Why has fatherhood fallen into such low esteem? It’s almost fashionable to see fathers as buffoons. Take The Simpsons or Malcolm in the Middle or any other sitcom. Is this a passing fad, or something deeper?
Did our rejection of God the Father in the twentieth century change people’s impressions of fathers? And when we belittle our human fathers, do we end up belittling God?
One person who believes this is David Lyle Jeffrey of Baylor University. Dr. Jeffrey gave a thought-provoking lecture at a conference where I spoke, hosted in Oxford, England, by the C. S. Lewis Foundation. Jeffrey argues that the downgrading of fatherhood is not just a product of a handful of mediocre sitcoms; it is a significant cultural pattern that can be traced back many years to serious literature.
Samuel Butler’s famous novel The Way of All Flesh, published in 1903, is a good example. In the novel, Butler savagely satirized his own father, portraying him as a pompous fool—a portrayal that made a deep impression on Butler’s audience.
It was another well-known novelist, James Joyce, who later took the same kind of father hatred and extended it toward the Catholic faith in which he had been raised. These cultural signposts pointed to something deeper going on. It was made explicit in the writings of Freud, with his theories on the rejection of the father, and Nietzsche, who famously wrote about the death of God. It was no accident that a widespread rebellion against faith was going on at the same time as this rejection of fatherhood. Somewhere in all of this, the idea of the beauty of a father’s strong, self-sacrificial love—an idea expressed by religious poets and thinkers, like Gerard Manley Hopkins and St. Augustine—was lost.
As Jeffrey explained, we see fathers as symbols of responsibility and authority—much the same way that we see God. The rebellion against fatherhood is part of a general rebellion against authority and God, and a step toward narcissism: the desire to stay permanently young, self-absorbed, and carefree. Look at our contemporary society, and you’ll see the mess that kind of narcissism has made.

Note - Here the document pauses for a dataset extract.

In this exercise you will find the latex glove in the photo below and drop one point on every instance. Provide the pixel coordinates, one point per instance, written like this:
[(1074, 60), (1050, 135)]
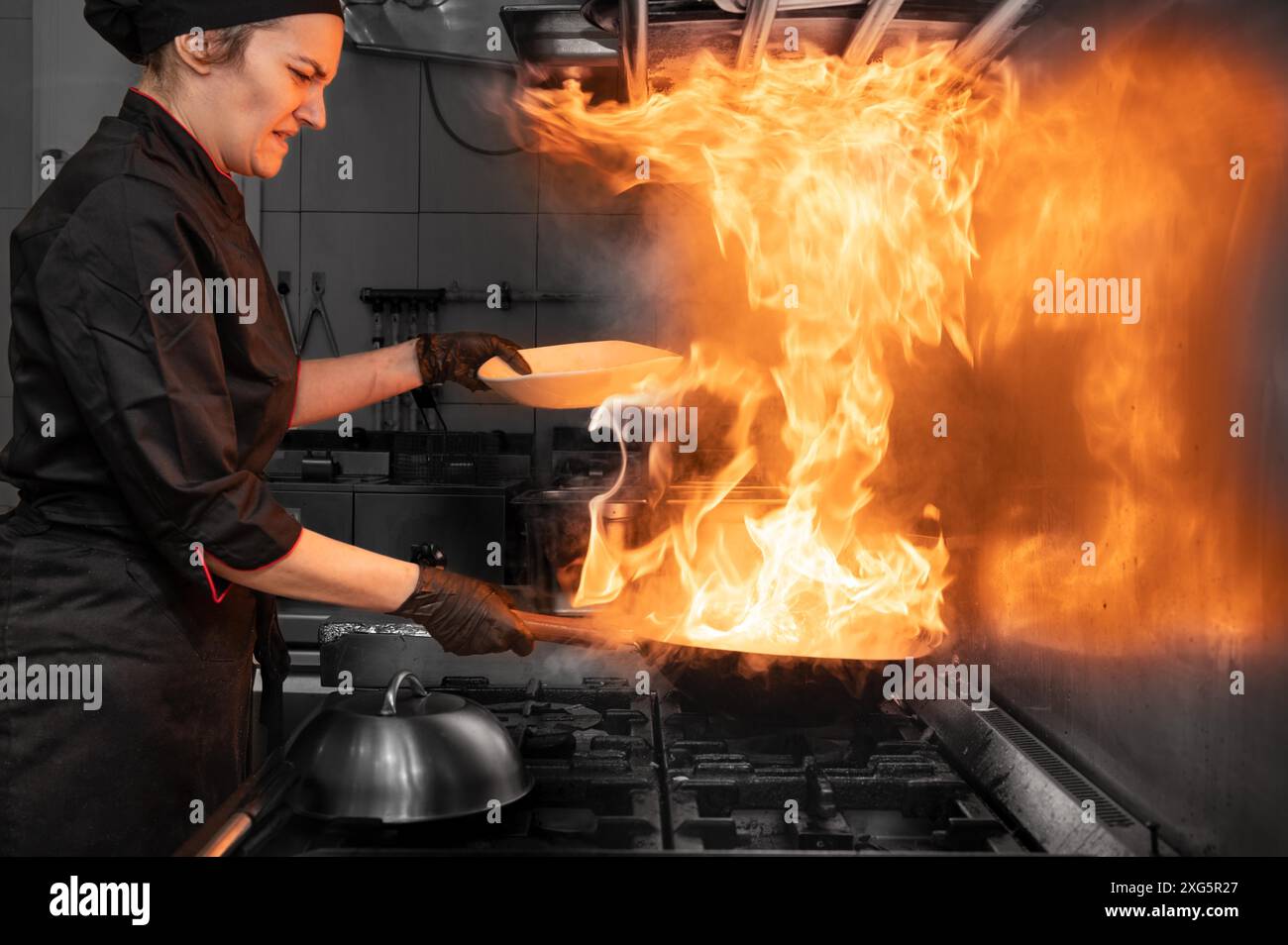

Well, the good news is that there’s a counterculture struggling to find a voice today—a longing for fathers. We saw it in the response of young people around the world toward the fatherly figure of Pope John Paul II, a man who effectively combined compassion with authority. We see it in the success of recent novels like Gilead and Peace Like a River, novels with loving fathers at their core. And through that longing, we’re rediscovering our desire for God, the great Father of all of us.
Jeffrey argues that to rebuild our culture in the twenty-first century, we must recognize and respect the role of fathers. He reminds us of the truth of Augustine’s words about fatherhood and the beauty of God: “All things are beautiful because you made them, but you who made all things are inexpressibly more beautiful.”
The more we respect our earthly father, the more we recognize the majesty of our heavenly Father. And as we submit to the authority of one, we learn to believe in the authority of the other. The decline of faith and fatherhood went hand-in-hand. To restore one will help restore the other.